There are a number of media personalities who define an era. Those of us in Generation X grew up with a few TV networks and a relative conformity in popular culture until the late 1980s. This led to a few names being instantly recognizable, even if they were originally marketed to our parents and not to us. This was, after all, before the rise of child-centered life in America, when we were expected to be seen and not heard and did not get a veto over things in the home. It seems the icons of the Boomer generation are almost all gone now, and so the comfortable feeling of Gen X childhood memories are tainted as well.
My mother has always been a reader, and the books I read when I was a kid (at least between library visits) were frequently hers. Thus, I became a fan of Erma Bombeck, one of the great humorists of the 1970s and 1980s, who could be considered a precursor to the “mommy blogger” phenomenon of today. Erma died far too young in 1996, but I still remember the cover art for “The Grass is Always Greener Over the Septic Tank.”
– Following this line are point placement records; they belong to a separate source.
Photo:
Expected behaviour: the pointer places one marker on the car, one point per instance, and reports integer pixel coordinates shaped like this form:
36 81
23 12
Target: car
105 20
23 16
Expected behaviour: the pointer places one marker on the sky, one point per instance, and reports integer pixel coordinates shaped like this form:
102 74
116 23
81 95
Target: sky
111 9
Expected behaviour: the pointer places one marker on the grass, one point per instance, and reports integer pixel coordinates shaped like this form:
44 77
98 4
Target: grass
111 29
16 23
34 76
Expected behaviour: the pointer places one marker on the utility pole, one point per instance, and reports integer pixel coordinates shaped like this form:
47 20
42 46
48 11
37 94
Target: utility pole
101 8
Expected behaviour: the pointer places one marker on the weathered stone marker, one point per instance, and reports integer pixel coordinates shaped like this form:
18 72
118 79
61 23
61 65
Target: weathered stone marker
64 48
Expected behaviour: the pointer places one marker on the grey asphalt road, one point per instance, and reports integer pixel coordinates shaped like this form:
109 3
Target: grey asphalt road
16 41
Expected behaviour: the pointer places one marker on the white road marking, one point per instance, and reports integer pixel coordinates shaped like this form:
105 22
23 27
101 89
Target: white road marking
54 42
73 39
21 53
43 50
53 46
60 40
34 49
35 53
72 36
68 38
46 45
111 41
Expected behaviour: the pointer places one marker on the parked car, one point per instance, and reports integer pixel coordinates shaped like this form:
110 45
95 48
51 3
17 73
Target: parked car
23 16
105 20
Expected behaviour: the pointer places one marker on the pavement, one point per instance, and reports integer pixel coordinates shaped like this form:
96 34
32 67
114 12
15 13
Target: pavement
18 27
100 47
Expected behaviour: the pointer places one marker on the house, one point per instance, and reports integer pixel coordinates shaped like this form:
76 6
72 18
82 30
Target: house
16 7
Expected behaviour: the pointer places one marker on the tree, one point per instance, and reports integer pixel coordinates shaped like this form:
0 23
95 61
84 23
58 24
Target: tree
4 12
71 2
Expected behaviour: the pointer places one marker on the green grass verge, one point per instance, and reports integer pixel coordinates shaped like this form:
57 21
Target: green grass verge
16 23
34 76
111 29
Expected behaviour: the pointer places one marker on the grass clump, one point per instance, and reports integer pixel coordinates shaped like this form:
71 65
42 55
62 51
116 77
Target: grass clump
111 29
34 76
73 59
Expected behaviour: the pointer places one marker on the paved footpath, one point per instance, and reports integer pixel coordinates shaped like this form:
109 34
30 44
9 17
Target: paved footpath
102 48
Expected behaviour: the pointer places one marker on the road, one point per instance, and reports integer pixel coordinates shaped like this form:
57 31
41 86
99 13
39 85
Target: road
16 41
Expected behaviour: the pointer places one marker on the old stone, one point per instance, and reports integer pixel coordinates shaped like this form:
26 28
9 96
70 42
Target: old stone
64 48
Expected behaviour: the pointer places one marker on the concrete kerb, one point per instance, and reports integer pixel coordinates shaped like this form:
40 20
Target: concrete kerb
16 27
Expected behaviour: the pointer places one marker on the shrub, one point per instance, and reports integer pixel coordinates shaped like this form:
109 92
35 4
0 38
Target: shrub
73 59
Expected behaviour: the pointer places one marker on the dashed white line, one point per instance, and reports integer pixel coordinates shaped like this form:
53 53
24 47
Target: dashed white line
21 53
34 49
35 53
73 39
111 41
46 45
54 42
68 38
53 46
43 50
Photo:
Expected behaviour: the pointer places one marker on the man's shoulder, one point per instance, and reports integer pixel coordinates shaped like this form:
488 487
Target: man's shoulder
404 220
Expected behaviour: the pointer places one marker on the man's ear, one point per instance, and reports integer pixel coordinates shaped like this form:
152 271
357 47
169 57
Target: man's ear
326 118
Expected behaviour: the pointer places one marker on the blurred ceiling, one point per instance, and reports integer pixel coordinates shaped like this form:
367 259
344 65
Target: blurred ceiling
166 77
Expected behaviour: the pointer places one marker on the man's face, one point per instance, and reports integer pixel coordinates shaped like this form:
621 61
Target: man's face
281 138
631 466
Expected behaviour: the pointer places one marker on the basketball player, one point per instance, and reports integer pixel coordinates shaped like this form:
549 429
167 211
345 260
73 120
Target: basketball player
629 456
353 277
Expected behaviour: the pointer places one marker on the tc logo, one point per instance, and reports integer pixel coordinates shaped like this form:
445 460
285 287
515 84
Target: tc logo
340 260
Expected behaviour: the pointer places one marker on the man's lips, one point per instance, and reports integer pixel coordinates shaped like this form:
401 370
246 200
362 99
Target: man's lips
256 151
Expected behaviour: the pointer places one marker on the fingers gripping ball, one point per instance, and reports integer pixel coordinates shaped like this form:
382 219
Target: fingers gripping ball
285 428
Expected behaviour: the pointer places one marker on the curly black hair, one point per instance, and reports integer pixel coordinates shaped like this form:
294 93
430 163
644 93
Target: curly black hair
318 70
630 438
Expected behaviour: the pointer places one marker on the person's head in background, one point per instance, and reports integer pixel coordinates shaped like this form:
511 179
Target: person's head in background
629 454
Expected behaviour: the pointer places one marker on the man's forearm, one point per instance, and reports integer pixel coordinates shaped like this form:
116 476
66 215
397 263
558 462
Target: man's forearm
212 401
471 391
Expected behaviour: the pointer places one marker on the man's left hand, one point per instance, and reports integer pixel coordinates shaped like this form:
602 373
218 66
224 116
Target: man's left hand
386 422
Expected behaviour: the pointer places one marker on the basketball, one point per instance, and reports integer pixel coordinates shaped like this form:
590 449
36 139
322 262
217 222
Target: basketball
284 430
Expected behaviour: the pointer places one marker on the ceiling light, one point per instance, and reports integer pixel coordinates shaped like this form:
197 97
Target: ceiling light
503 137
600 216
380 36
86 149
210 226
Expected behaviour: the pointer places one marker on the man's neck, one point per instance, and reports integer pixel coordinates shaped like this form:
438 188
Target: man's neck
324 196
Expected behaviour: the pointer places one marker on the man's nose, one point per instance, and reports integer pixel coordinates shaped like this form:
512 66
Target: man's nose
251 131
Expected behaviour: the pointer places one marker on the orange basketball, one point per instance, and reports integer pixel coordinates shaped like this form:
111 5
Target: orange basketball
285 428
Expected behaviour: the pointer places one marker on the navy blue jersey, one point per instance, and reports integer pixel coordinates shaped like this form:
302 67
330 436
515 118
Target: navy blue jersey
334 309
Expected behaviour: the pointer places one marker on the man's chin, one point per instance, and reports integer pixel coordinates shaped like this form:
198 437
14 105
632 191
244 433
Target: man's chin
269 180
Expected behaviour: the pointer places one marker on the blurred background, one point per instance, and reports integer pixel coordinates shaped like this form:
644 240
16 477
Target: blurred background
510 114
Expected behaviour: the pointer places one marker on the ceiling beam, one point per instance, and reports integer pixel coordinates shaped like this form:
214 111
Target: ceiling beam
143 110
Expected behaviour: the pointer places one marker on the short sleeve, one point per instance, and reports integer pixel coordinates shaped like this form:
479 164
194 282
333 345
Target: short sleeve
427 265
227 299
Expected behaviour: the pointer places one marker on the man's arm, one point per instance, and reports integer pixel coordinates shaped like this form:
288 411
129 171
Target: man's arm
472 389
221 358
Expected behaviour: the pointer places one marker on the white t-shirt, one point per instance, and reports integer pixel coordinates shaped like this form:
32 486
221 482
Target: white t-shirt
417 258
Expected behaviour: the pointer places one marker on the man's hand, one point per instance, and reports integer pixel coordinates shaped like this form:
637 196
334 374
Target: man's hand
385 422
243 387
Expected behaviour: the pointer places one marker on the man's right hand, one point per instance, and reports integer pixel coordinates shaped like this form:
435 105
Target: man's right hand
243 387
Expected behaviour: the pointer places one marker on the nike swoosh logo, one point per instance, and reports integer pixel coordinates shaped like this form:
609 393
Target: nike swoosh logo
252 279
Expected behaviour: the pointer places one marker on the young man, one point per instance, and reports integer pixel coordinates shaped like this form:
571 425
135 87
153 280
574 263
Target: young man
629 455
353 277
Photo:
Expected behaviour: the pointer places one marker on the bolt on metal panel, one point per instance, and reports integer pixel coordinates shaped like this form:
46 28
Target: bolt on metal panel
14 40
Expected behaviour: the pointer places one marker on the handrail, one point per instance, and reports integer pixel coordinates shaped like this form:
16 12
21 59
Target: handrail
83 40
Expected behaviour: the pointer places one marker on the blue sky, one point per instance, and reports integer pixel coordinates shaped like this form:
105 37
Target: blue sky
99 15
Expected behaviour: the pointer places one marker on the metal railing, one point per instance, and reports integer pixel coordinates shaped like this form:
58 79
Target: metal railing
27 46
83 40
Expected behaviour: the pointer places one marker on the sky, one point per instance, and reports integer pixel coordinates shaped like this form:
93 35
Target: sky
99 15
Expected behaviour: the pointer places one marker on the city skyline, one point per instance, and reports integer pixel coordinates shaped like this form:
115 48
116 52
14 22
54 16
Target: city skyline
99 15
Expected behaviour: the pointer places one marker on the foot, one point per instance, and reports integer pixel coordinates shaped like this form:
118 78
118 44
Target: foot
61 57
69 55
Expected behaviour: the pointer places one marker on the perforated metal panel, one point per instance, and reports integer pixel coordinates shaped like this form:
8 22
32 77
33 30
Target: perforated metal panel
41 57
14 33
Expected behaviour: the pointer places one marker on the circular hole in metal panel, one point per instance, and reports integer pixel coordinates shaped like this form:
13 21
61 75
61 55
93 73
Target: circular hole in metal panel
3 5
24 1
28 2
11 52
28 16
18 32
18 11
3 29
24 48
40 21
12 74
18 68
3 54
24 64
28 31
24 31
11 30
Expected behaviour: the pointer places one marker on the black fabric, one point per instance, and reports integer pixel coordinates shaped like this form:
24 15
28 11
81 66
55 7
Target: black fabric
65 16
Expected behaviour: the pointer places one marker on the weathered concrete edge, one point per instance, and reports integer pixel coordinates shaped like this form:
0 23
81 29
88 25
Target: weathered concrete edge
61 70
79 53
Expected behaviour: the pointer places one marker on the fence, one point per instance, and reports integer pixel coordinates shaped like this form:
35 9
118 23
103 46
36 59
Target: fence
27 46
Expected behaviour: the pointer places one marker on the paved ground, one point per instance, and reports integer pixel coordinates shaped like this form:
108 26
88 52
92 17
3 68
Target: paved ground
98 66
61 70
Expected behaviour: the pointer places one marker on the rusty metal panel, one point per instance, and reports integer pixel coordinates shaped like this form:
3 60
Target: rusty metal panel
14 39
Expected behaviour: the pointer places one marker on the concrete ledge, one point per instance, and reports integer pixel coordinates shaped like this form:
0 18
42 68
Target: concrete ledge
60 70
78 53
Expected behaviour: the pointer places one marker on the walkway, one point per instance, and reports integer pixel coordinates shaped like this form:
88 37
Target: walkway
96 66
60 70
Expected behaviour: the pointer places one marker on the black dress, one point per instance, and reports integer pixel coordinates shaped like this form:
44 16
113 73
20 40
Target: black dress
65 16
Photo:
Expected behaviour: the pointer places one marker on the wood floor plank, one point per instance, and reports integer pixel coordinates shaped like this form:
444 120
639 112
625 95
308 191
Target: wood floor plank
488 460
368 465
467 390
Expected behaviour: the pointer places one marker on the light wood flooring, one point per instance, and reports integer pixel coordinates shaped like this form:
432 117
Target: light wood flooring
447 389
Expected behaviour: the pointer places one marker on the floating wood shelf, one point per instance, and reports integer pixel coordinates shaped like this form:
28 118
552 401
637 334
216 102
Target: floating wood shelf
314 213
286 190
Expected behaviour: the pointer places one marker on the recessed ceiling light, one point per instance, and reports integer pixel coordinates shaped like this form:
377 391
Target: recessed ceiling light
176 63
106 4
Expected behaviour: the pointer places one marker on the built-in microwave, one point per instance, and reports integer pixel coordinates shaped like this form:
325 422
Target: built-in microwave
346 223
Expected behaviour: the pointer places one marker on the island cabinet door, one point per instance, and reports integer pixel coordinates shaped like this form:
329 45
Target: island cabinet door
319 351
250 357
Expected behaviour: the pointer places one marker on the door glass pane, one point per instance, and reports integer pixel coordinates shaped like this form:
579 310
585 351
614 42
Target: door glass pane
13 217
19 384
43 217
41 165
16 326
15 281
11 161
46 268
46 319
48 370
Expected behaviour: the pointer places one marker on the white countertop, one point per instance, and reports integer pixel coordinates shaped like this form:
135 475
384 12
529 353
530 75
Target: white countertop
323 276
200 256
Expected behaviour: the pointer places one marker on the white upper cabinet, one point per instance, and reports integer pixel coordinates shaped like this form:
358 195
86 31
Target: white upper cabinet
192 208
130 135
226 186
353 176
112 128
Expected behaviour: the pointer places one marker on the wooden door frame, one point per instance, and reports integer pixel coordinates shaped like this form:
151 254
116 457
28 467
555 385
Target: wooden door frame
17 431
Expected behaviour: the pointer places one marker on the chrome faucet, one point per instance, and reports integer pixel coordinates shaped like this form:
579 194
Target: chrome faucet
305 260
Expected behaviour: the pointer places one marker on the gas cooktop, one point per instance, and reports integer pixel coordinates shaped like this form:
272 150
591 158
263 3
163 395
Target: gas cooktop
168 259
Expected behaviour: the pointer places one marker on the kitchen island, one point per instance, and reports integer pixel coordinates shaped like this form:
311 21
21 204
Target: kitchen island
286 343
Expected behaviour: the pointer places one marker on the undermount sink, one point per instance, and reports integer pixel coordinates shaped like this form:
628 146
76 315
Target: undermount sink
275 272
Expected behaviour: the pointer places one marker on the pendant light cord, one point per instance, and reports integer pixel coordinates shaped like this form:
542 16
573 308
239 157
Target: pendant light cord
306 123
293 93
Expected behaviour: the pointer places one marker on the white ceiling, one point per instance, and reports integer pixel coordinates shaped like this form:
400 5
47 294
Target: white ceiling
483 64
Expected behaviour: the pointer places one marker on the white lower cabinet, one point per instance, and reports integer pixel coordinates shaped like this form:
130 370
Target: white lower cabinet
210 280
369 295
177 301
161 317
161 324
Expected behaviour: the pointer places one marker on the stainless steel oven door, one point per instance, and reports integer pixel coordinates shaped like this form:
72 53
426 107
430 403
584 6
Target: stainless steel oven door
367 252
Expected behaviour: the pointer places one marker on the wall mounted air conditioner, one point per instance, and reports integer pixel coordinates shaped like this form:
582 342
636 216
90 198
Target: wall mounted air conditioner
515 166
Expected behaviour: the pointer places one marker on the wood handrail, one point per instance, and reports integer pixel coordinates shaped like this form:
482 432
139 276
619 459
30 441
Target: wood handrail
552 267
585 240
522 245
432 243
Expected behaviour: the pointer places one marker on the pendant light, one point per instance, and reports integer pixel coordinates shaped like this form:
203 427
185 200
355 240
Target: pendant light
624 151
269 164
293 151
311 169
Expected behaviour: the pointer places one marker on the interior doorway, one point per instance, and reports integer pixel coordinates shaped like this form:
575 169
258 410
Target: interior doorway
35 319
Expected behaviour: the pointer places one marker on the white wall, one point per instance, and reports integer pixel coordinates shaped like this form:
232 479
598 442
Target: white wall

In the days of the Fairness Doctrine, talk radio was not nearly as pervasive and fragmented as it is today. One voice that everyone knew was Paul Harvey. When I attended a broadcast journalism class in the early 1980s, we put together a television news and commentary show. I chose to use the persona of Saul Garvey, which I thought was clever at the time. Paul Harvey died in 2001. And that’s the rest of the story.
We didn’t always have cameras following our every move in public, and we certainly didn’t have YouTube to share our private moments of embarrassment or inadvertent comedy. From 1948 until 1993, we got our dose of schadenfreude from Allen Funt and “Candid Camera.” Rarely mean-spirited, the pranks were hilarious and rather obvious to our older, jaded eyes today. Allen Funt died in 1999. I like to think he was smiling, and in on the joke.
This week, another of the great figures of the latter half of the 20th Century left us. Abigail van Buren was the woman everyone looked to for advice from 1956 until 2002. With wit and empathy, she made us all feel that she could be trusted with any secrets. Pauline Phillips died in 2013. Sadly, she was suffering from Alzheimer’s and was unlikely to be very much like her old self, but we can remember her wit, and her daughter continues the column with some inherited awesomeness.
I don’t think the younger generations will ever know the monolithic nature of popular culture we lived with before 100 channels of television and high-speed internet came along. We have so many more choices today than we did twenty years ago, not to mention the dark ages of the 1970s. Choices are great, and I love the options we have today. But, will there ever again be someone who is going to be remembered as such a pervasive part of everyday life as Dear Abby?